Heute werde ich Duncan mitnehmen auf den Spaziergang. Wir werden gemeinsam in die Nähe der Stelle gehen, an der mein Finlay sich tödlich verletzt hat. Die letzten Meter aber gehe ich allein, denn kein Pferd wird mit mir zusammen jemals wieder dort hin gehen. Rational ist das nicht logisch. Aber ich glaube, Ihr könnt das verstehen. Ich werde – wie letztes Jahr – ein kleines Geschenk für Finlay mit haben, einen Strauß von Gräsern und ein paar Möhren. Irgendein Tier wird sich daran erfreuen, das ist ok. Für mich ist diese Stelle so etwas wie Finlays Grab, obwohl es das natürlich nicht wirklich ist. Ich gehe nie dort hin, nur an seinem Todestag. Und ich denke daran, wie dankbar ich ihm bin, dass er andere vor Schaden bewahrt hat. Auch als er selbst tödlich verletzt war, hat er auf uns Menschen noch aufgepasst. Noch in seiner letzten Stunde war er mein großer grauer Held.

Ich bin dankbar, dass es keine Wahl gab. Ich musste keine schreckliche Entscheidung treffen, die ich im Nachhinein hätte anzweifeln können. Und ich bin dankbar für alles, was er mich gelehrt hat.

Ich liebe Dich für immer, mein wunderbarer Finlay

Finlay hat mich gelehrt, dass das Leben nicht so läuft, wie wir es erwarten – schon zu Lebzeiten hat er stets und ständig alles in Frage gestellt was ich zu wissen, zu können und zu wollen glaubte. Und sein Tod hat meine Sicht auf das Leben nachhaltig verändert.

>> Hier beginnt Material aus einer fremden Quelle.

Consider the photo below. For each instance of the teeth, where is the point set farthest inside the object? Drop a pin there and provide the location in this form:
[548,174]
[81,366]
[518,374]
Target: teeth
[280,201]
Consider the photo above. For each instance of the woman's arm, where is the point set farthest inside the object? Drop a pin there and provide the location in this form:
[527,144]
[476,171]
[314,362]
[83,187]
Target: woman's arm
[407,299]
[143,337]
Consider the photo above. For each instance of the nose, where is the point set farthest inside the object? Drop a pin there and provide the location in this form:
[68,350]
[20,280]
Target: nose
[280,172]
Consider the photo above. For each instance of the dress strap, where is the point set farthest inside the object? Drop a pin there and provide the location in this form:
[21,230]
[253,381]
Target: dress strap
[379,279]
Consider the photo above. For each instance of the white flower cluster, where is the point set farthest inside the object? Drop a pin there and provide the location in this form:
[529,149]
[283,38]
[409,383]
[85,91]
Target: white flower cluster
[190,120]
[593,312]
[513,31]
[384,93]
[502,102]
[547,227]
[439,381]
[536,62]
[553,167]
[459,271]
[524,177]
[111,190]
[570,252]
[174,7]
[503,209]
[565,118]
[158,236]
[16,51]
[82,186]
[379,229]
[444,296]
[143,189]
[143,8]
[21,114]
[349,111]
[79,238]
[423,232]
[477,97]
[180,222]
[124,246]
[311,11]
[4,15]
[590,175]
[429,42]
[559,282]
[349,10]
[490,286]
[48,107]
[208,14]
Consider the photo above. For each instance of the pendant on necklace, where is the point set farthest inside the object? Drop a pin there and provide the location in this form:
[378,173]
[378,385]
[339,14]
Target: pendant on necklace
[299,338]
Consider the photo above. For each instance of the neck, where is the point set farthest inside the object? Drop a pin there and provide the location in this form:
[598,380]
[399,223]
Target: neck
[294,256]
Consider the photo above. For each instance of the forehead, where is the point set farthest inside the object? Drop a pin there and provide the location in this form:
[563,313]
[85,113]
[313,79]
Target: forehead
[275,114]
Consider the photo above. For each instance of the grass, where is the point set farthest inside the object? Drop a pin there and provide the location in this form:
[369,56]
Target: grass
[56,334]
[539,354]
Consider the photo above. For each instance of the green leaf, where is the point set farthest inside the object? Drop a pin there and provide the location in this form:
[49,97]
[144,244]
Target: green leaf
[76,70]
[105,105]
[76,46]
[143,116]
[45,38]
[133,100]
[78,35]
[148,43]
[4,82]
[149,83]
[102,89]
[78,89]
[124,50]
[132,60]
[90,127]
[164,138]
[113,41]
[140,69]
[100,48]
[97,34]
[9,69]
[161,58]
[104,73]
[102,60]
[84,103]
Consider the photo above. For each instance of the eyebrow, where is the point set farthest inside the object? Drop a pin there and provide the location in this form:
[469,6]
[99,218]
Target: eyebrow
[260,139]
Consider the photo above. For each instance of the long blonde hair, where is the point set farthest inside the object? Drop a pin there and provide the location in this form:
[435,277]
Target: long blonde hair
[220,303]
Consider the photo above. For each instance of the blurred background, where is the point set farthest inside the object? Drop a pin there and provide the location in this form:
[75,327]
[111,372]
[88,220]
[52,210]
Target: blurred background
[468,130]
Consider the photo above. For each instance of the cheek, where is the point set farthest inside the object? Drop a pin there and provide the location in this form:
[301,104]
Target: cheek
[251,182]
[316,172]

Im letzten Jahr gab es für mich viele Tage an denen mein Leben „normal“ war. Viele Tage ohne übertriebene Angst, viele unbeschwert fröhliche Tage voller Zukunftspläne und Vorfreude. Dann, in den letzten Wochen, ist ein bisschen von dem Horror zurückgekehrt der mich das ganze erste Jahr nach Finlays Tod begleitet hat. Die Erinnerungen lassen die Angst zurückkehren. Aber ich weiß: wenn der Todestag geschafft ist wird das wieder besser. Finlay wird dann ein Stück weiter in den Hintergrund rücken und das ist gut so. Ich werde mich wieder mehr mit dem auseinandersetzen was hoffentlich kommt als mit dem was war. Morgen kann alles anders sein, aber darüber endlos nachzugrübeln macht das heute dann auch nicht besser….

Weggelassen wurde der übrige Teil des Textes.